Bogor (Antara Megapolitan) - Belut sawah atau istilah lainnya Monopterus albus merupakan salah satu komoditas perikanan yang memiliki prospek pasar dan nilai ekspor tinggi.

Permintaan belut sawah di pasar dalam dan luar negeri yang terus meningkat belum dapat terpenuhi karena keterbatasan produksi yang masih mengandalkan hasil tangkapan dari alam, sementara populasinya semakin menurun karena berkurangnya areal persawahan dan pencemaran lingkungan.

Penelitian yang dilakukan oleh mahasiswa Program Studi Ilmu Akuakultur, Institut Pertanian Bogor (IPB), Ahmad Fahrul Syarif bersama dosen pembimbing Dinar Tri Soelistyowati dan Ridwan Affandi mencoba menemukan keragaman genetik belut sawah asal Jawa Barat dan manipulasi lingkungan untuk pemeliharaan belut sawah.

Melalui hasil penelitian ini diharapkan dapat memberikan informasi sumber genetik belut sawah asal Jawa Barat yang potensial untuk dikembangkan dalam kegiatan budidaya dengan teknik pemeliharaan dalam media air tanpa substrat.

Manipulasi yang dilakukan pada lingkungan budidaya dimaksudkan supaya ikan dapat beradaptasi pada kondisi-kondisi tertentu.

Apabila tingkat keberhasilan hidup dalam lingkungan budidaya dapat terlampaui maka aplikasi dan transfer teknologi budidaya dapat berkembang menuju produksi skala besar yang menguntungkan dan berkelanjutan.

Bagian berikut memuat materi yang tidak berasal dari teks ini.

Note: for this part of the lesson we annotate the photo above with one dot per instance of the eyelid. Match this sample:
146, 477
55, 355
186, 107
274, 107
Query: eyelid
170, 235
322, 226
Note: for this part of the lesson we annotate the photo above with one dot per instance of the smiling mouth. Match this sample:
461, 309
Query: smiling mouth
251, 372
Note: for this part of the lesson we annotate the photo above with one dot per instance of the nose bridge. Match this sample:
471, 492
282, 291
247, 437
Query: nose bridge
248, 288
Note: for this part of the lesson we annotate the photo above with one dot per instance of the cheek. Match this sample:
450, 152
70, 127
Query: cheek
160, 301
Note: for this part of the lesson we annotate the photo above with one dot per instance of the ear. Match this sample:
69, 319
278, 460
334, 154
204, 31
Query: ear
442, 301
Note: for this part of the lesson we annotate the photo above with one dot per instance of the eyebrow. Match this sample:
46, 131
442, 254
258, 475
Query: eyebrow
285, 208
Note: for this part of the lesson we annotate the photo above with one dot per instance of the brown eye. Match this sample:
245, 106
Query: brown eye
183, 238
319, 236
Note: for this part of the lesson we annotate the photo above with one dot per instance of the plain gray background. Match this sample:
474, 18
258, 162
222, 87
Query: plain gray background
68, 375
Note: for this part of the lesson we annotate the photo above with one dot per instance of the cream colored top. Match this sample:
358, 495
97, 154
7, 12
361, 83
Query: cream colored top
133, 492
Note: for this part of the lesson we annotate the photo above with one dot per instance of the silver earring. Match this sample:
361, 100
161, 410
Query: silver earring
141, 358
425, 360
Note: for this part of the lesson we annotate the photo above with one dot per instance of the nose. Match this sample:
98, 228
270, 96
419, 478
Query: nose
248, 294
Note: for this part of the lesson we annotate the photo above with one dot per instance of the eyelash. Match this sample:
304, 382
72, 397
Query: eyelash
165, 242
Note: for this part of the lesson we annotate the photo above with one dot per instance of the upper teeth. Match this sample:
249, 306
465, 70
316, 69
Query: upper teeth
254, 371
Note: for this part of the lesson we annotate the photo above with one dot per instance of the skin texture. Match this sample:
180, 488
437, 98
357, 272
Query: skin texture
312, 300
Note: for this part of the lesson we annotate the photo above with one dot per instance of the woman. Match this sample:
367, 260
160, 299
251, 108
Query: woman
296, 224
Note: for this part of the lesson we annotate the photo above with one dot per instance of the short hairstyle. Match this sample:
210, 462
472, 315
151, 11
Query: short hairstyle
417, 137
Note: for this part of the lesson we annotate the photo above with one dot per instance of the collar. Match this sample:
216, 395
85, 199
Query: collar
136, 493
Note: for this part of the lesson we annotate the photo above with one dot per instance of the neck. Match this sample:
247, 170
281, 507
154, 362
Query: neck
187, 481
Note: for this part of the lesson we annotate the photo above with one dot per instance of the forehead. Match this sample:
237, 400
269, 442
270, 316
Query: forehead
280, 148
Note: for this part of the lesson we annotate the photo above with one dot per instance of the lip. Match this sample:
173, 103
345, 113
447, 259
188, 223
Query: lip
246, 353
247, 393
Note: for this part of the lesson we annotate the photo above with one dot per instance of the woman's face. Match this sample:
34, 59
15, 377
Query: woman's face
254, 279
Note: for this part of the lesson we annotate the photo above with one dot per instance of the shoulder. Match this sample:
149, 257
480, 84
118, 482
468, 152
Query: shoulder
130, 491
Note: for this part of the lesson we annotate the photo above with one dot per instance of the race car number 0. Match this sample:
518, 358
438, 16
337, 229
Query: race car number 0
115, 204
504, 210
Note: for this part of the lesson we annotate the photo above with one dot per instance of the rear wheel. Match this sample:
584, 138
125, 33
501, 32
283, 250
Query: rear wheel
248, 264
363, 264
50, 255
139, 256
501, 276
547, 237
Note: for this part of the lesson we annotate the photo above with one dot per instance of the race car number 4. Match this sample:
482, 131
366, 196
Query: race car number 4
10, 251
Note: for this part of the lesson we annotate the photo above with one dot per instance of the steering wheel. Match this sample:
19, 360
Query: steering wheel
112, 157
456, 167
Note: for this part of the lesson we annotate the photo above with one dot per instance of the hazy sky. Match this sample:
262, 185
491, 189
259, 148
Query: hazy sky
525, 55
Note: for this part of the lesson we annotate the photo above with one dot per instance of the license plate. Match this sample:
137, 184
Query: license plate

Selain itu, keberhasilan dalam kegiatan budidaya ditentukan oleh mutu sumber genetik dan respons organisme terhadap proses pengadaptasian dari kondisi alami menuju kondisi budidaya yang terkontrol, yaitu pemeliharaan dalam wadah terbatas dan lingkungan buatan.

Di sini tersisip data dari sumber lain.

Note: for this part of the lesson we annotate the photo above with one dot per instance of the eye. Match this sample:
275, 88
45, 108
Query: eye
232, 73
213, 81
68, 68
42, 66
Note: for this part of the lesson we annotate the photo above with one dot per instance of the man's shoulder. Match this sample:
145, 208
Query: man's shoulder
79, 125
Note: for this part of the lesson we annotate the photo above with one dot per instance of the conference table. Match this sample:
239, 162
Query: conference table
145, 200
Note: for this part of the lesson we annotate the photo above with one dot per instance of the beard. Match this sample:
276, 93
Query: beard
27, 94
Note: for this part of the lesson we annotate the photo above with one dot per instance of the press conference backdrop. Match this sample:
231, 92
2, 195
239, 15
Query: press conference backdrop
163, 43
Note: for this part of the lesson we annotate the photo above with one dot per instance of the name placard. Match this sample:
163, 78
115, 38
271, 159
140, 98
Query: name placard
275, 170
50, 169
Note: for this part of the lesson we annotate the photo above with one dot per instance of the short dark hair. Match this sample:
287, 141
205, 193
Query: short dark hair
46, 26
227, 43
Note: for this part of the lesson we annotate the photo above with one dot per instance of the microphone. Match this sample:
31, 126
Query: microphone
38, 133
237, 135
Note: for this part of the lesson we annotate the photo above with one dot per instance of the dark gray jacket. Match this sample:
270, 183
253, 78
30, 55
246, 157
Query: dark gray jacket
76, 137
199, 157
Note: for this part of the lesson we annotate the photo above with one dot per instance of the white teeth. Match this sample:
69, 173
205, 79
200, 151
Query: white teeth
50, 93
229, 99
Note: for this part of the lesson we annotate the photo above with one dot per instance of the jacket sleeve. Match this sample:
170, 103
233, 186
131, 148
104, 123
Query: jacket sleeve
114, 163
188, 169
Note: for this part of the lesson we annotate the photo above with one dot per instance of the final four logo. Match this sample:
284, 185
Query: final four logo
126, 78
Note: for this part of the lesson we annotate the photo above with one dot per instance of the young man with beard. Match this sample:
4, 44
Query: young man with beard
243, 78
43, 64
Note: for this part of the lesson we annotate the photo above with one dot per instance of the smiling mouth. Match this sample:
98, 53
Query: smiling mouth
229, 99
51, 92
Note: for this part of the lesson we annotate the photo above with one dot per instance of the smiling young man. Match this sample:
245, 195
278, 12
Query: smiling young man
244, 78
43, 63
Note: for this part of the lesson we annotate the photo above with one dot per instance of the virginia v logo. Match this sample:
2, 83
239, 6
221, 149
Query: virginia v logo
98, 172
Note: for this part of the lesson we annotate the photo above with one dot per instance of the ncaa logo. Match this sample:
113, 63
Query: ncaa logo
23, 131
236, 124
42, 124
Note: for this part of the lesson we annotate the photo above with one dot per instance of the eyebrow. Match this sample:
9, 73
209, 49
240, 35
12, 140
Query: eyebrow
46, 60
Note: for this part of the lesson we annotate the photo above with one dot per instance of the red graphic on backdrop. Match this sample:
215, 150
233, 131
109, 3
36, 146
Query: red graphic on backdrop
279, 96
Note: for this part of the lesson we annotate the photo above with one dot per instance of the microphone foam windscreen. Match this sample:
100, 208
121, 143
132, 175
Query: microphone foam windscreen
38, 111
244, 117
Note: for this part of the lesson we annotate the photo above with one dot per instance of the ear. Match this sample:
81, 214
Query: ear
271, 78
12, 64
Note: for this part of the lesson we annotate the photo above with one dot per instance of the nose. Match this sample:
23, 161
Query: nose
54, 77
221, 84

Keragaman genetik akan mempengaruhi tingkat adaptasi terhadap lingkungan, misalnya keragaman genetik belut yang tinggi akan memiliki tingkat adaptasi yang lebih baik terhadap kondisi lingkungannya.

Penelitian ini dilakukan untuk mengevaluasi potensi sumber genetik belut sawah asal Jawa Barat serta respon biometriknya dalam pemeliharaan pada media air bersalinitas untuk pengembangan budidaya.

Sampel belut sawah merupakan hasil tangkapan dari tiga lokasi di Cianjur, Sukabumi dan Karawang.

Sedangkan untuk manipulasi lingkungan dilakukan dengan media air yang ditambahkan garam dan pakan berupa cacing sutera yang diberikan sebanyak satu kali sehari secara at satiation (sekenyangnya).

Setelah diteliti tingkat keragaman belut sawah populasi asal Karawang (23,72 persen) dan Cianjur (22,91 persen) lebih tinggi dibandingkan populasi asal Sukabumi (19,47 persen), serta terdapat kemiripan genotip dan fenotip populasi belut sawah asal Karawang dengan Cianjur dibandingkan dengan populasi Sukabumi.

Secara umum populasi asal Karawang lebih unggul dibandingkan populasi Cianjur dan Sukabumi berdasarkan kemampuan bertahan hidup, laju pertumbuhan, pertambahan bobot dan panjang tubuh serta biomassa panen.(AT/NM).